The reduce_script receives an `_aggs` array containing the result of the combine script for each shard:

[source,js]
--------------------------------------------------
"_aggs" : [
    50,
    120
]
--------------------------------------------------

It reduces the responses for the shards down to a final overall profit figure (by summing the values) and returns this as the result of the aggregation to 
produce the response:

[source,js]
--------------------------------------------------
{
    ...

    "aggregations": {
        "profit": {
            "value": 170
        }
   }
}
--------------------------------------------------

==== Other Parameters

[horizontal]
params::           Optional.
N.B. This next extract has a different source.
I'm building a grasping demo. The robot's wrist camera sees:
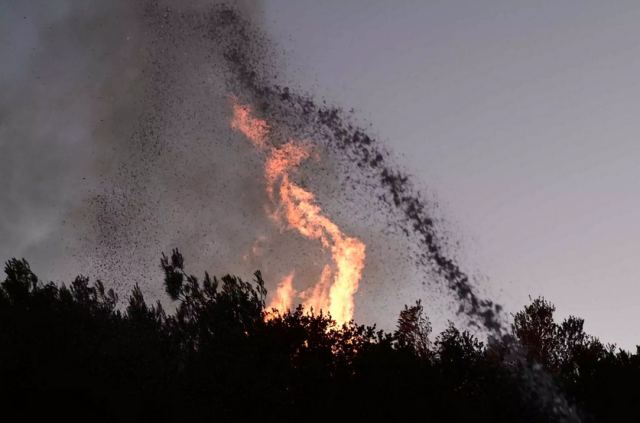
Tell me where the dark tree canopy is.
[0,250,640,422]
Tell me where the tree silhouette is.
[0,250,640,422]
An object whose contents will be passed as variables to the  `init_script`, `map_script` and `combine_script`. This can be 
                   useful to allow the user to control the behavior of the aggregation and for storing state between the scripts. If this is not specified, 
                   the default is the equivalent of providing:
+
[source,js]
--------------------------------------------------
"params" : {
    "_agg" : {}
}
--------------------------------------------------
reduce_params::    Optional. An object whose contents will be passed as variables to the `reduce_script`. This can be useful to allow the user to control 
                   the behavior of the reduce phase. If this is not specified the variable will be undefined in the reduce_script execution.
lang::             Optional. The script language used for the scripts. If this is not specified the default scripting language is used.
init_script_file:: Optional. Can be used in place of the `init_script` parameter to provide the script using in a file.
init_script_id:: Optional. Can be used in place of the `init_script` parameter to provide the script using an indexed script.
map_script_file:: Optional. Can be used in place of the `map_script` parameter to provide the script using in a file.
map_script_id:: Optional. Can be used in place of the `map_script` parameter to provide the script using an indexed script.
combine_script_file:: Optional. Can be used in place of the `combine_script` parameter to provide the script using in a file.
combine_script_id:: Optional. Can be used in place of the `combine_script` parameter to provide the script using an indexed script.
reduce_script_file:: Optional. Can be used in place of the `reduce_script` parameter to provide the script using in a file.
reduce_script_id:: Optional. Can be used in place of the `reduce_script` parameter to provide the script using an indexed script.